As park officials worried about snowstorms and frozen pipes, the pulse slowed on Congress’s effort to pass a budget bill. Monday evening, the House voted on a bill that tied continued government funding to a one-year delay in the implementation of the Affordable Care Act, also known as Obamacare. The Democratic-controlled Senate immediately rejected the bill and sent it back to the House.
In spite of the gloomy outlook in Congress, rangers at the North Cascades National Park continued to issue backcountry permits on Monday. The park will stop issuing permits on Tuesday morning if the federal government shutters, according to Bush. It was unlikely, however, that rangers would be able to contact everyone in the backcountry about leaving the park. “I can’t even really answer that we’re able to track down all those people,” she said, “which is why we want to have our emergency staff on.”
Officials at Mount Rainier and Olympic National Park also said they would keep a skeleton crew of law enforcement, medical emergency and search and rescue personnel working or on-call throughout a shutdown. State and U.S. roads that cut through parks, like State Route 20 in the North Cascades and U.S. Highway 101 on the Olympic Peninsula would remain open. Roads maintained by the National Park Service will be gated or off-limits.
“Any road that’s a spur road, for example Hurricane Ridge, those roads will be closed,” said Barb Maynes, the Olympic National Park’s public information officer. Bush said the same would be true for popular access points, such as the Cascade River Road, in the North Cascades. National Parks staff, meanwhile, will also close concessions and lodges and lock the gates at campgrounds.

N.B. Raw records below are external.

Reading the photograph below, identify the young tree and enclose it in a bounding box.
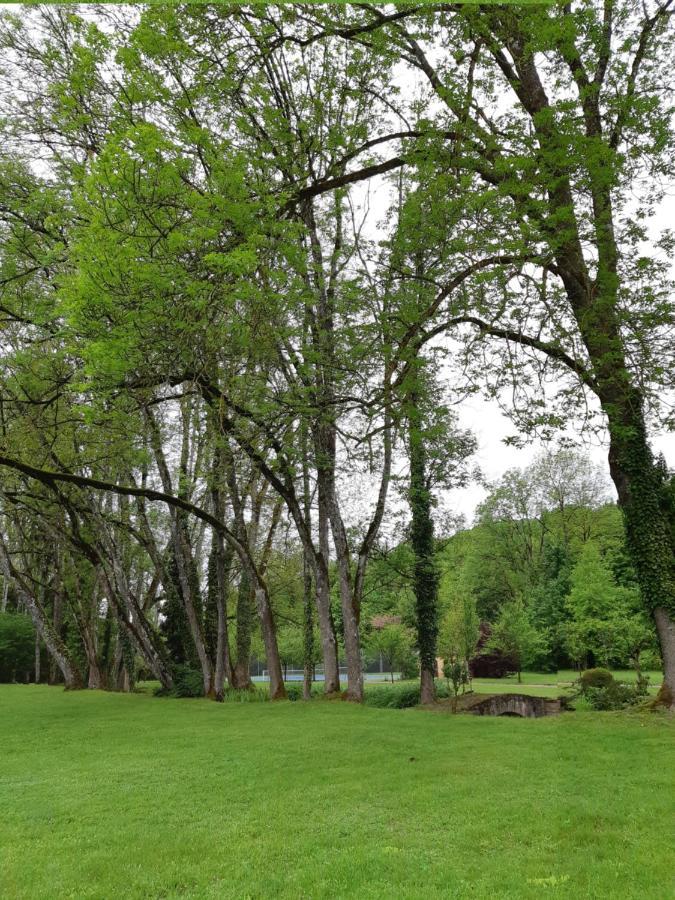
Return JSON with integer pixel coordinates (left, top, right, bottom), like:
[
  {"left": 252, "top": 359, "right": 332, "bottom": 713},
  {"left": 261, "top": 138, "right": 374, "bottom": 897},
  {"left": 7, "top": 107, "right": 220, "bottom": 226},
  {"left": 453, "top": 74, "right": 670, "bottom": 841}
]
[
  {"left": 485, "top": 600, "right": 546, "bottom": 683},
  {"left": 368, "top": 624, "right": 413, "bottom": 684}
]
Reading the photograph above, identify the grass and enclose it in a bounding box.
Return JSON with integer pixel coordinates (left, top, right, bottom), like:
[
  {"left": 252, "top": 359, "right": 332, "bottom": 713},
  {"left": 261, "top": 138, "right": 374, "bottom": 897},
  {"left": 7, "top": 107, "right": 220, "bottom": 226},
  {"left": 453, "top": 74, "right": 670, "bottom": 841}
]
[{"left": 0, "top": 685, "right": 675, "bottom": 900}]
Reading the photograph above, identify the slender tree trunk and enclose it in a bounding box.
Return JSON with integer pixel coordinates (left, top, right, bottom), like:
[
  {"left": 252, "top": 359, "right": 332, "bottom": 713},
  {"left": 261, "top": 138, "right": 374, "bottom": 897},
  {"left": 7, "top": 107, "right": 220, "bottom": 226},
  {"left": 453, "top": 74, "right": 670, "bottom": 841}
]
[
  {"left": 35, "top": 629, "right": 40, "bottom": 684},
  {"left": 654, "top": 606, "right": 675, "bottom": 712},
  {"left": 255, "top": 584, "right": 286, "bottom": 700},
  {"left": 214, "top": 534, "right": 238, "bottom": 700},
  {"left": 314, "top": 493, "right": 340, "bottom": 695},
  {"left": 233, "top": 572, "right": 254, "bottom": 691},
  {"left": 407, "top": 391, "right": 438, "bottom": 703},
  {"left": 0, "top": 535, "right": 83, "bottom": 690},
  {"left": 302, "top": 553, "right": 314, "bottom": 700}
]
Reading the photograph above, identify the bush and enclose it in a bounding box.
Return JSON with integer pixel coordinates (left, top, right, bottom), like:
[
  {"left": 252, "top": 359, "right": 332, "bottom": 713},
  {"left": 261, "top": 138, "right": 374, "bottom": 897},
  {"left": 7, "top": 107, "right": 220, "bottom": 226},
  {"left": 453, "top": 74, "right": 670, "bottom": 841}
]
[
  {"left": 579, "top": 669, "right": 614, "bottom": 692},
  {"left": 155, "top": 663, "right": 204, "bottom": 697},
  {"left": 579, "top": 669, "right": 649, "bottom": 711},
  {"left": 401, "top": 653, "right": 420, "bottom": 681},
  {"left": 0, "top": 613, "right": 35, "bottom": 683}
]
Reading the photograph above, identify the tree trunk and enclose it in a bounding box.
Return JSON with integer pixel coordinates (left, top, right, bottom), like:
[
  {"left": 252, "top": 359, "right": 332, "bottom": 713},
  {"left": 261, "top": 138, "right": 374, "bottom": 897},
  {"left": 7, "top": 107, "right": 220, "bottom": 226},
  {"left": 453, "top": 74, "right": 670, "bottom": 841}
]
[
  {"left": 35, "top": 629, "right": 40, "bottom": 684},
  {"left": 314, "top": 497, "right": 340, "bottom": 695},
  {"left": 654, "top": 606, "right": 675, "bottom": 712},
  {"left": 606, "top": 408, "right": 675, "bottom": 712},
  {"left": 255, "top": 584, "right": 286, "bottom": 700},
  {"left": 0, "top": 535, "right": 83, "bottom": 690},
  {"left": 319, "top": 478, "right": 363, "bottom": 703},
  {"left": 302, "top": 553, "right": 314, "bottom": 700},
  {"left": 408, "top": 391, "right": 438, "bottom": 703},
  {"left": 214, "top": 535, "right": 238, "bottom": 700},
  {"left": 232, "top": 569, "right": 254, "bottom": 691}
]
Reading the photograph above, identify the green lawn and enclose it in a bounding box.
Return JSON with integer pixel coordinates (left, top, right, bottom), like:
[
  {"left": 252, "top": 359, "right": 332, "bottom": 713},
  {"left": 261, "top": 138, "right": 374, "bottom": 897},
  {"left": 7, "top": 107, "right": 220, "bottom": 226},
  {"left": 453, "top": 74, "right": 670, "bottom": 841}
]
[{"left": 0, "top": 686, "right": 675, "bottom": 900}]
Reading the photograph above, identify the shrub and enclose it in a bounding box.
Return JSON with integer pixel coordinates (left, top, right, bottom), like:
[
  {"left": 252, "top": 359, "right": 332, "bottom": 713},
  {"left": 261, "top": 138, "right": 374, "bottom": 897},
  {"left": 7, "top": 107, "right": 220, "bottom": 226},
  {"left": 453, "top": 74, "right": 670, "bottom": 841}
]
[
  {"left": 0, "top": 613, "right": 35, "bottom": 682},
  {"left": 155, "top": 663, "right": 204, "bottom": 697},
  {"left": 365, "top": 682, "right": 449, "bottom": 709},
  {"left": 579, "top": 669, "right": 614, "bottom": 693},
  {"left": 579, "top": 669, "right": 649, "bottom": 711},
  {"left": 401, "top": 653, "right": 420, "bottom": 680}
]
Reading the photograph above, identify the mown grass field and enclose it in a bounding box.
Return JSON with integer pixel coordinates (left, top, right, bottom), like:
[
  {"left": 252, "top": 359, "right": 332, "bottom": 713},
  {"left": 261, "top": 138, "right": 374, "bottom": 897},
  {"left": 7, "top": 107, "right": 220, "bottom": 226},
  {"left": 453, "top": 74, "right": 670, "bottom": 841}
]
[{"left": 0, "top": 685, "right": 675, "bottom": 900}]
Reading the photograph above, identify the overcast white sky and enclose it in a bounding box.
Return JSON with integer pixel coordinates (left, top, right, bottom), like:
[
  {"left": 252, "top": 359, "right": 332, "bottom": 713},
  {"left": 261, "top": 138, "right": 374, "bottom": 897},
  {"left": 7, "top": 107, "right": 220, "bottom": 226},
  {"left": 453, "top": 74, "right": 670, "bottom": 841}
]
[{"left": 0, "top": 4, "right": 675, "bottom": 521}]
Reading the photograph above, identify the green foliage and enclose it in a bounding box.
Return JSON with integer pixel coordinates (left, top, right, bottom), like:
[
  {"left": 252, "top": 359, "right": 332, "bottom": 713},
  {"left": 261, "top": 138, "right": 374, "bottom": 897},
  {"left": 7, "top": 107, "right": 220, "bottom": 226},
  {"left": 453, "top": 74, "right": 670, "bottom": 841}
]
[
  {"left": 365, "top": 681, "right": 448, "bottom": 709},
  {"left": 0, "top": 612, "right": 35, "bottom": 682},
  {"left": 438, "top": 593, "right": 480, "bottom": 663},
  {"left": 485, "top": 600, "right": 546, "bottom": 674},
  {"left": 582, "top": 679, "right": 647, "bottom": 712},
  {"left": 155, "top": 663, "right": 204, "bottom": 698},
  {"left": 367, "top": 624, "right": 417, "bottom": 681}
]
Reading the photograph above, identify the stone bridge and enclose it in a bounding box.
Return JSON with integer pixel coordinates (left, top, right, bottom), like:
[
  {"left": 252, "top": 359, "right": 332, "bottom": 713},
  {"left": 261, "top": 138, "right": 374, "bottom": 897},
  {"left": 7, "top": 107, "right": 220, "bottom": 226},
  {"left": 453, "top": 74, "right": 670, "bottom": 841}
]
[{"left": 467, "top": 694, "right": 563, "bottom": 719}]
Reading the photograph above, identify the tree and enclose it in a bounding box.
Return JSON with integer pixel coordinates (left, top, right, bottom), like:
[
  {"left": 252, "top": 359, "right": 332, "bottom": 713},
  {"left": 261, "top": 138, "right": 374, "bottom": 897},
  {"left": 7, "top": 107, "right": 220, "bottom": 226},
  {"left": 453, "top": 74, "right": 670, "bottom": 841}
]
[
  {"left": 485, "top": 600, "right": 546, "bottom": 683},
  {"left": 565, "top": 542, "right": 649, "bottom": 667},
  {"left": 438, "top": 593, "right": 480, "bottom": 675},
  {"left": 0, "top": 612, "right": 35, "bottom": 682},
  {"left": 368, "top": 624, "right": 413, "bottom": 684}
]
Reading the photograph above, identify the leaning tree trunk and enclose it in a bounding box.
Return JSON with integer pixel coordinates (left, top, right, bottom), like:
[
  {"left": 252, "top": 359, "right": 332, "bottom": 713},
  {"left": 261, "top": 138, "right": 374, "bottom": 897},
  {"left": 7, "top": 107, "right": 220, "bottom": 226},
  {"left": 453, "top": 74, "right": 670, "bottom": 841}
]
[{"left": 232, "top": 569, "right": 255, "bottom": 691}]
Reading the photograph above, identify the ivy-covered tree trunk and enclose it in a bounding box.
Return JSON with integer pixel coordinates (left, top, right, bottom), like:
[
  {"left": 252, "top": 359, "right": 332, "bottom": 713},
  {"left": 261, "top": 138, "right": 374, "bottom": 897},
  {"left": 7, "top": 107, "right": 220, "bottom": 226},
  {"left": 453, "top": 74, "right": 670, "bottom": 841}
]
[
  {"left": 407, "top": 390, "right": 439, "bottom": 703},
  {"left": 609, "top": 406, "right": 675, "bottom": 711}
]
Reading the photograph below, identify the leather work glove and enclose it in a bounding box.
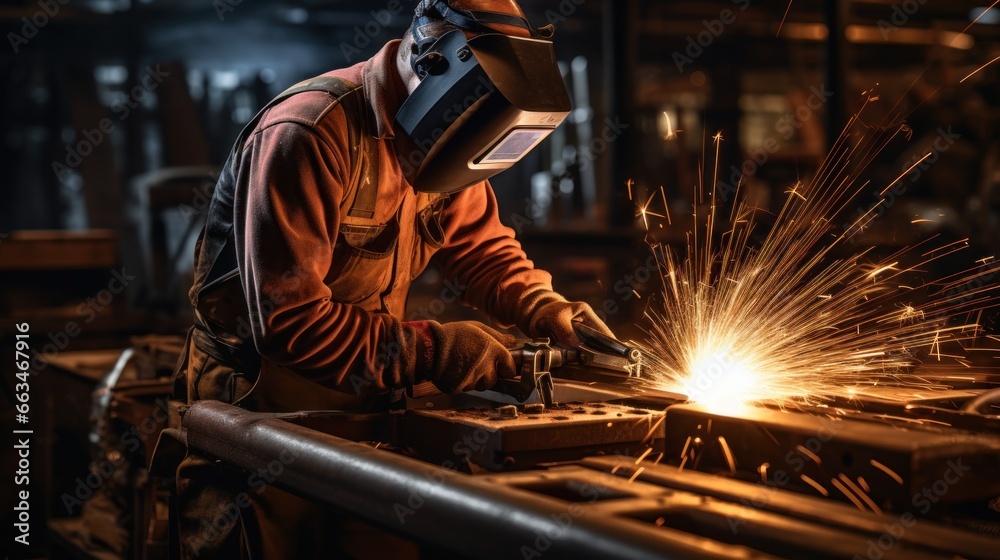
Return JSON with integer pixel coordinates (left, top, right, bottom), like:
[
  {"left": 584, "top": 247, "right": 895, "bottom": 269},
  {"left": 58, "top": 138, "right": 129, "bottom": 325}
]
[
  {"left": 518, "top": 290, "right": 615, "bottom": 348},
  {"left": 408, "top": 321, "right": 517, "bottom": 394}
]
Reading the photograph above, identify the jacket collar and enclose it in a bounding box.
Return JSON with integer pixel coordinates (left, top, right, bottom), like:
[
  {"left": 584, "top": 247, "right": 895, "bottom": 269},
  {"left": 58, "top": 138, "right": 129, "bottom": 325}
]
[{"left": 362, "top": 39, "right": 408, "bottom": 140}]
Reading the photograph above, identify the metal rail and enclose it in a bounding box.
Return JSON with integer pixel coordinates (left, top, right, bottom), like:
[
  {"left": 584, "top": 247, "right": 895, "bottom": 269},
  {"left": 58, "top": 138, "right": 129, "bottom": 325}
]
[{"left": 183, "top": 401, "right": 769, "bottom": 560}]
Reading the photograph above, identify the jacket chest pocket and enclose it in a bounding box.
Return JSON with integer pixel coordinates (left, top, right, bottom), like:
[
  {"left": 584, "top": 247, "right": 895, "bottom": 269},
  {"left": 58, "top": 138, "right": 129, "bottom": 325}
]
[
  {"left": 410, "top": 202, "right": 445, "bottom": 280},
  {"left": 327, "top": 219, "right": 399, "bottom": 311}
]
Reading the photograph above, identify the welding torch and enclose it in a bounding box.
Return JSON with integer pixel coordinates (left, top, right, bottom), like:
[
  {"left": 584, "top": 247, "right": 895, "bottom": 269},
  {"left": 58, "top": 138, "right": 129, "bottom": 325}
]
[{"left": 494, "top": 322, "right": 642, "bottom": 407}]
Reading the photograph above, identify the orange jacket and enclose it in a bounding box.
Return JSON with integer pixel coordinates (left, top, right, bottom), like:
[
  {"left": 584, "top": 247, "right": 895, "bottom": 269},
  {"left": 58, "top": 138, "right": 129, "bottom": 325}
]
[{"left": 191, "top": 41, "right": 551, "bottom": 398}]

The shutdown means that 103 Olympic National Park employees will receive furlough notices on Tuesday morning. “They’ll have four hours to secure files and close things down,” said Maynes. According to Bush, the North Cascades National Park was still determining how many employees would stay on during a closure.
Parks employees aren’t the only people who the shutdown will affect. “It also ripples out into our gateway corridors and communities,” said King, the superintendent at Mount Rainier. “A lot of them are dependent on the visitors that come to this area.”
Phil Freeman and his wife, Catharine own the Copper Creek Inn and Restaurant in Ashford, Washington, two miles from one of the entrances to the Mount Rainier National Park. “We’d do better without Congress,” Phil Freeman said. “The closure of the park is asinine; of course it’s going to hurt our business.”
For guide services, bad weather had already preemptively ended the climbing season on Mount Rainier. “We actually cancelled our last climb,” said Tammy Gorman, general manager at International Mountain Guides. “Usually we can guide into October and that’s just not possible. The snowplows have been working hard up there all day.”
In spite of the fickle forecasts, fall can be a busy time at Mount Rainer. King said roughly 130,000 visitors passed through the park gate last October.
Getting people out of the park will not be difficult he predicted. “Notifying people in the park will be pretty straightforward. We’ll have staff at the entrance stations for the first day or two, to try and offer some ideas and options to people who aren’t aware of what’s happening.”
Still, King lamented the effects of the closure: “You have a public place that will not be open to the public and that’s not what the parks here for.”